Tuesday, April 12, 2016

Overlooked Movies -- Three Coins in the Fountain

Back in 1954 this movie taught me that all women want husbands, preferably hot Italian husbands, but a snooty old American will do if you're a desperate 35-year-old who's practically an old maid already.  The woman who toss coins in the Trevi fountain are Jean Peters, Maggie MacNamara, and Dorothy McGuire.  The men they're after are Rossano Brazzi, Louis Jourdan, and Clifton Webb.  

There are many plot complications, but don't worry.  All's well that ends well, and who cares about the plot?  What really matters here is that the movie was filmed in Rome and Venice in full color and in CinemaScope.  I hope you took a look at the trailer, since it pretty much makes that point.  Back in 1954, for a kid sitting in a theater in a small East Texas town, color and CinemaScope seemed about as close as he'd ever come to seeing the Grand Canal and St. Mark's Square.  It was that way for a lot of people in those days, and this movie gave me (and them) a great travelogue wrapped up in three nice stories.
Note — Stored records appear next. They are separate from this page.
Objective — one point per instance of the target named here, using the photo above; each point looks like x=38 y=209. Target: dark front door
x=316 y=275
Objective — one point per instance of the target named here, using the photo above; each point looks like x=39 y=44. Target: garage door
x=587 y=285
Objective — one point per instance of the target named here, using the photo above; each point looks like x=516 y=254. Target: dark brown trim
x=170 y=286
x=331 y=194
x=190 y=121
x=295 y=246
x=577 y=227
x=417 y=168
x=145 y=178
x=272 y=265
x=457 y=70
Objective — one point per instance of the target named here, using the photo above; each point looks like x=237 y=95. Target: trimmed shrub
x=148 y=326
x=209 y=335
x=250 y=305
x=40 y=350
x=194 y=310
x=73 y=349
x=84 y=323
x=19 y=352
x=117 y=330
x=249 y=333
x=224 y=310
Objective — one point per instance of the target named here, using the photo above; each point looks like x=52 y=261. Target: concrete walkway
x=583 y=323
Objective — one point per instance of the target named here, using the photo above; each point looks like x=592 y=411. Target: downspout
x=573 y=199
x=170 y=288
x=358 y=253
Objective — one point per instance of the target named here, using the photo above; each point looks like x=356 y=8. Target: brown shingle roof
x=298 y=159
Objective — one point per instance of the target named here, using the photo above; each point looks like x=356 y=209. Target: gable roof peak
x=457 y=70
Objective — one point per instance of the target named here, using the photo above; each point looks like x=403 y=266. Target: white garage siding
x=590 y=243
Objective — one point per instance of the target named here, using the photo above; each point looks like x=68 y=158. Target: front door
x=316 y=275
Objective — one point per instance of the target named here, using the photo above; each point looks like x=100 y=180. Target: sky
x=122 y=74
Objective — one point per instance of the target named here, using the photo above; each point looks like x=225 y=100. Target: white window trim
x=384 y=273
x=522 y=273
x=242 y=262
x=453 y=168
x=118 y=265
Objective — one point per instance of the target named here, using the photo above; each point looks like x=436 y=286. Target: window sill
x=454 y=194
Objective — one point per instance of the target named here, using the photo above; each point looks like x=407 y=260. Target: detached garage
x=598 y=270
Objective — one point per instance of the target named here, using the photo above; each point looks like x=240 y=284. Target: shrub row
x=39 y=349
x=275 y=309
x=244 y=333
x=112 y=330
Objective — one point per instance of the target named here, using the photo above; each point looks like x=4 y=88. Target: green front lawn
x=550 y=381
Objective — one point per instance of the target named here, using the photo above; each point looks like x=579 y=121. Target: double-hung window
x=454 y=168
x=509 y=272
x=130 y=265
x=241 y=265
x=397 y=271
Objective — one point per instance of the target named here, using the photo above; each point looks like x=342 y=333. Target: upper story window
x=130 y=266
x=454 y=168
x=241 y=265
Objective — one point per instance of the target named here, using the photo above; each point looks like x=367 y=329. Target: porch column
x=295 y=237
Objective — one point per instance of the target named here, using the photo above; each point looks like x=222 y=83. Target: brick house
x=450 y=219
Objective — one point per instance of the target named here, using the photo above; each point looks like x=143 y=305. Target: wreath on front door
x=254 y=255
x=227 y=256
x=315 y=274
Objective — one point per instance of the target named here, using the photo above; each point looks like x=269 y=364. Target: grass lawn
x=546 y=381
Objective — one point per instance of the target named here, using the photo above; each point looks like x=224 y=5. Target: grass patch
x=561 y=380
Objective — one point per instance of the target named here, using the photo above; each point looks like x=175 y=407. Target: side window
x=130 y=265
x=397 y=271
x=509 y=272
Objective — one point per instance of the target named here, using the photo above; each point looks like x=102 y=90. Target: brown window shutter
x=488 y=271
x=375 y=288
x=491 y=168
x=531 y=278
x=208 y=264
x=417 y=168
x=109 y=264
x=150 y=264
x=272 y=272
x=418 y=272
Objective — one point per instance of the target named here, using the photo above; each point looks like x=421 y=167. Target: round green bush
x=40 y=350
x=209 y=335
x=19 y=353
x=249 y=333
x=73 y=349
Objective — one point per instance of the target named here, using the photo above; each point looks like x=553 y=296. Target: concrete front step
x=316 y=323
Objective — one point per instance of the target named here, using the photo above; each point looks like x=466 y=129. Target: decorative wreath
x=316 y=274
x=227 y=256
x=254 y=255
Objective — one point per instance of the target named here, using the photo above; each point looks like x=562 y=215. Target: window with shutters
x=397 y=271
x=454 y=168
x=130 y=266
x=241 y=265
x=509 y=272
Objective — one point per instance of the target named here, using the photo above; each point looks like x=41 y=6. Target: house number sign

Is the stories believable?  Not for a minute, what what does that matter to an impressionable kid?  Or to an adult who can remember that kid?  It's a product of its time, for sure, so view it as a charming historical artifact.

The title song was sung over the opening credits by Frank Sinatra, as you know if you watched the trailer, but the massive radio hit was the recording by the Four Aces, which will appear later as the Song of the Day.

13 comments:

Jeff Meyerson said...

I'm with you. As a kid I LOVED this movie, watched it a lot. We watched it a few years ago and I still enjoyed it. It definitely was one of the main factors in my wanting to go to Italy.

When we went to Rome for the first time in 1974 one of the first places we went was the Trevi Fountain and man, was that a disappointment! Not that there was anything wrong with it, because there isn't of course. But I must have mixed it up with something like the huge Piazza Navona, because rather than being on it's own in a huge open place as I'd remembered, the Trevi is surrounded closely by other buildings. We did eat at a good, cheap restaurant right across from it and yes, we threw coins in the fountain.

I miss the old days.

Jeff Meyerson said...

Piazza Navona.

Trevi Fountain. You can get an idea of how cramped the area is.

Don't get me wrong, it isn't the movie but the way I'd remembered it.

Jeff Meyerson said...

Clifton Webb was 64 when he made the movie. What 35 year old woman wouldn't want a stuffy old man like that? Not that there's anything wrong with that.

mybillcrider said...

The movies have always been better than real life.

And I agree about Clifton Webb. I'm surprised that all three of them didn't fall for him.

Deb said...

Clifton Webb had the most inexplicable career as a romantic lead (cf., LAURA). Perhaps because of the Production Code, it was helpful to present a romance involving a man who exhibited not a shred of passion or warmth or spontaneous desire toward the opposite sex.

Deb said...

And let's not forget the remake of this movie, THE PLEASURE SEEKERS, with Ann-Margaret!

Jeff Meyerson said...

Webb never married and had no children. He lived with his mother until her death at age 91 in 1960, leading Noël Coward to remark, apropos Webb's grieving, "It must be terrible to be orphaned at 71."

Actor Robert Wagner, who co-starred with Webb in the films Stars and Stripes Forever and Titanic and considered the actor one of his mentors, stated in his memoirs, Pieces of My Heart: A Life, that "Clifton Webb was gay, of course, but he never made a pass at me, not that he would have."


Jeff Meyerson said...

We did go to Hadrian's Villa in Tivoli (which you can see in the trailer, with all the fountains) after reading Eleanor Clark's ROME AND A VILLA before we went. (Clark was married to Robert Penn Warren, by the way.)

mybillcrider said...

No one can forget Ann-Margret, Deb.

Jeff, I knew Webb was gay. He was one of my movie heroes in the old days. I saw Stars and Stripes forever two or three times.

Seepy Benton said...

Clifton Webb made only a handful of movies, many of them wonderful classics.

Jeff Meyerson said...

Wagner looked like a baby in Stars and Stripes Forever.

One more thing: I hated what passed for fashion in the 1950's, as exemplified by the hideous thing Maggie McNamara had on her head in the trailer.

Cap'n Bob said...

My mother ate up syrupy romantic movies like this so I got dragged to it at an early age. I have almost no memory of it but the song was pretty good.

Dan said...

Apparently Webb was inordinately broken up about his mother's death.... to the point where he cried at parties & called his friends drunk in the middle of the night, leading Coward to call him "the world's oldest living orphan."